Jessie is proud of this accomplishment, and so I am I, but probably for different reasons. Jessie, because she can now go just about anywhere— and I swear mastering our bus system is akin to surviving an Outward Bound adventure; and I because a) I survived the teaching process, and b) I get to add another hour or two to my working day. The only drawbacks are the number of junk food establishments she has to walk by en route (did I say walk by?, well, we are working on that), and the random unpredictable calls I get when she gets lost and I have to try to find here somewhere in the nether regions of the city.

Since she takes the bus so often, Jessie has a bus pass that she has to buy monthly. This, and a selection of basic health care and other items—mostly black pens, notebook, and paper, which she goes through at an alarming rate—is what she is responsible for remembering to buy out of her budget for basic living expenses. Sometimes, though, she forgets to buy the pass and then panics the night before the 1st of the month, and comes up with what she still thinks of as a brilliant solution: me driving her to work.

I say still, because me driving her has NEVER been an acceptable solution. It may be on the solution list, and it may be acceptable to her, but it’s never one that I agree to! Ah, the dirty work of teaching some measure of independence.

Sunday night she realized that she hadn’t bought her October bus pass, so she went to the corner store and bought 2 sheets of bus tickets (2 tickets for a bus ride, 6 tickets to a sheet) to get her through the day . . . and some in reserve just in case.

Monday, when she came home from the Foodbank (where she volunteers 2 mornings a week), we went through her purse to clean out the receipts and other bits of flotsam. Where I found this:

Six transfers, and NO bus tickets.

It appears that she used bus tickets EACH time she got on a bus (3 buses there, 3 back), instead of a transfer , because she couldn’t find her transfers . . . in her mess of a purse!  This is how much it cost her to ride the bus Monday:

She didn’t want to talk about it, until I translated it into more meaningful terms, i.e., that taking the bus had cost her the equivalent of 8 muffins or a new CD AND left her no money for snacks for the week. THEN she was willing to sit down with me to review the use of transfers again. 

6 comments:

goldenleaves said...

I have to admit, this story made me smile. If you saw what a mess my purse was you would probably cringe! I am embarrassed to say how many times I have bought a new lipstick because I "lost" my old one- only to find it in my extremely messy purse!

Nan said...

Jackie (I think that's your actual name??), too funny about the purse. You're right. But you absolutely DON'T want to see her room!!!!

goldenleaves said...

Yep, that's my name! I think Jessie and I would be great friends...my twin sister once put duct tape down the middle of our shared bedroom because she couldn't handle how messy my half was.

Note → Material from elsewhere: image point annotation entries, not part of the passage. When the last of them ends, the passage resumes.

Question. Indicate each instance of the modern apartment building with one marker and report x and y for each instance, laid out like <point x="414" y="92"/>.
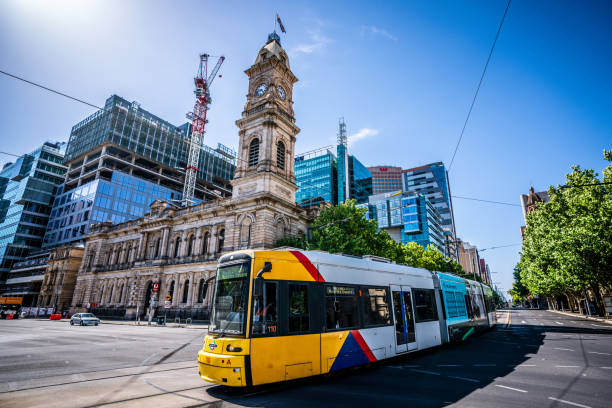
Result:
<point x="431" y="180"/>
<point x="408" y="217"/>
<point x="354" y="179"/>
<point x="316" y="176"/>
<point x="27" y="188"/>
<point x="122" y="159"/>
<point x="385" y="179"/>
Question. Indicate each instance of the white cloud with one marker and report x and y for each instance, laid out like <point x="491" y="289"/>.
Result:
<point x="378" y="31"/>
<point x="362" y="134"/>
<point x="317" y="42"/>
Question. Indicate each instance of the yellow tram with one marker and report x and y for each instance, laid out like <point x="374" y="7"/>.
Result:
<point x="286" y="314"/>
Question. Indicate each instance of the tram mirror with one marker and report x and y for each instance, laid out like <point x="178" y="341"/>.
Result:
<point x="258" y="284"/>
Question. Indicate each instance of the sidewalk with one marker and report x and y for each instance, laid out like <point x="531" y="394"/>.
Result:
<point x="598" y="319"/>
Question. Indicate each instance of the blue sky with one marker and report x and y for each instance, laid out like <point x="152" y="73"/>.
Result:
<point x="402" y="74"/>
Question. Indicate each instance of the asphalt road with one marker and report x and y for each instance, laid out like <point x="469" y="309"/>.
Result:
<point x="541" y="359"/>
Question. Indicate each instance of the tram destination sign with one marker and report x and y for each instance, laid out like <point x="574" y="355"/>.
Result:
<point x="340" y="290"/>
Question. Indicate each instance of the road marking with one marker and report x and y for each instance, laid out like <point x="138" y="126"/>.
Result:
<point x="568" y="402"/>
<point x="425" y="372"/>
<point x="510" y="388"/>
<point x="463" y="378"/>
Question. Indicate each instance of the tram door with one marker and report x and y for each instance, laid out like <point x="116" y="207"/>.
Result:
<point x="405" y="339"/>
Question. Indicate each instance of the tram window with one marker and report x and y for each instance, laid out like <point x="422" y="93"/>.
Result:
<point x="341" y="307"/>
<point x="299" y="319"/>
<point x="376" y="307"/>
<point x="425" y="305"/>
<point x="265" y="311"/>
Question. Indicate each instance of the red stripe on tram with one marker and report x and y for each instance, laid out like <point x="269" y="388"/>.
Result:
<point x="363" y="345"/>
<point x="312" y="270"/>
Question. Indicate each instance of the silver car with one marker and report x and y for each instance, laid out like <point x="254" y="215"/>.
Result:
<point x="84" y="319"/>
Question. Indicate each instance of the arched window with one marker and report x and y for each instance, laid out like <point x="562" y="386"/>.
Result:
<point x="190" y="246"/>
<point x="245" y="232"/>
<point x="186" y="291"/>
<point x="203" y="288"/>
<point x="171" y="290"/>
<point x="177" y="245"/>
<point x="221" y="240"/>
<point x="157" y="245"/>
<point x="206" y="243"/>
<point x="254" y="152"/>
<point x="280" y="155"/>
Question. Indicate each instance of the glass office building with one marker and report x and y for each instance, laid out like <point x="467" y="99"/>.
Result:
<point x="122" y="159"/>
<point x="354" y="174"/>
<point x="117" y="200"/>
<point x="431" y="180"/>
<point x="408" y="217"/>
<point x="315" y="175"/>
<point x="27" y="188"/>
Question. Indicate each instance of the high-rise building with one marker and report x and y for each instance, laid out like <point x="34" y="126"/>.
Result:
<point x="122" y="159"/>
<point x="316" y="175"/>
<point x="385" y="179"/>
<point x="27" y="188"/>
<point x="408" y="217"/>
<point x="354" y="179"/>
<point x="431" y="180"/>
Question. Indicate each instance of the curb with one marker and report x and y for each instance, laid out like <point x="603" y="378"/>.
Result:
<point x="597" y="319"/>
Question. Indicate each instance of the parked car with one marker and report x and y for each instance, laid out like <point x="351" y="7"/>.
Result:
<point x="84" y="319"/>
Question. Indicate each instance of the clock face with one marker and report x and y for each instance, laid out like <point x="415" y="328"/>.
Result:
<point x="261" y="89"/>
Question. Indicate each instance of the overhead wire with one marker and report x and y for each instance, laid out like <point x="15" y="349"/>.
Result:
<point x="484" y="71"/>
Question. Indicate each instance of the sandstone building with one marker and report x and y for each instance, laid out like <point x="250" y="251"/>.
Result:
<point x="174" y="250"/>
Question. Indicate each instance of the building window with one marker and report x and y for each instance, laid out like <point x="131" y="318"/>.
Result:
<point x="177" y="245"/>
<point x="190" y="246"/>
<point x="186" y="291"/>
<point x="254" y="152"/>
<point x="221" y="240"/>
<point x="206" y="243"/>
<point x="280" y="155"/>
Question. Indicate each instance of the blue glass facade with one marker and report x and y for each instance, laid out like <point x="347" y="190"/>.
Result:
<point x="316" y="180"/>
<point x="27" y="188"/>
<point x="122" y="198"/>
<point x="411" y="215"/>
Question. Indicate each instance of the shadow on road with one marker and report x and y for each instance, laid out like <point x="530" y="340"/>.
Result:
<point x="433" y="378"/>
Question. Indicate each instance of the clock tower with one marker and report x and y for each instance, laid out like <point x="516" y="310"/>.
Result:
<point x="267" y="128"/>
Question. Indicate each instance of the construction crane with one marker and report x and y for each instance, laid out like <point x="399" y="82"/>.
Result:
<point x="202" y="81"/>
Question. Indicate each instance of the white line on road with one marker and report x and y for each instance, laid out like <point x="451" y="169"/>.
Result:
<point x="425" y="372"/>
<point x="568" y="402"/>
<point x="510" y="388"/>
<point x="463" y="378"/>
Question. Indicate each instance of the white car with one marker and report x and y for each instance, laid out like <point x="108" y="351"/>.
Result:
<point x="84" y="319"/>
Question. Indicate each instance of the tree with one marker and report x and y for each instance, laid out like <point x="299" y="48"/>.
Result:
<point x="568" y="241"/>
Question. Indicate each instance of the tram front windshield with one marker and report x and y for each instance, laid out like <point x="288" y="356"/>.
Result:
<point x="230" y="302"/>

I'd like to think its gotten better as I've gotten older but I'm not so sure! Haha.

Nan said...

Duct tape! Now that's a use that I hadn't heard of. I think I may have to photograph Jessie's room ... it will go with my post about what parts of that extra chromosome (like obsessive neatness) do not seem to be on Jessie's.

Unknown said...

This is so great....we are just beginning to work on the bus - and I have put off way too long - for all the reasons you mention. But one day it will be all mastered and i will cease to be a chauffeur - bittersweet!

Nan said...

Gary ... indeed! (the sweetness that is!) I actually hated (hate, present tense,'cause I still do drive her places) driving, because it always engendered more of a fight than busing it . With the bus, if she's late, then she has to deal with consequences,whereas when I was driving I seemed to always be harassing her (at least according to Jessie that's what I was doing). Now I threaten to charge her my hourly rate. But bus training .. that was/is a whole other adventure that I have down to a science/art?!!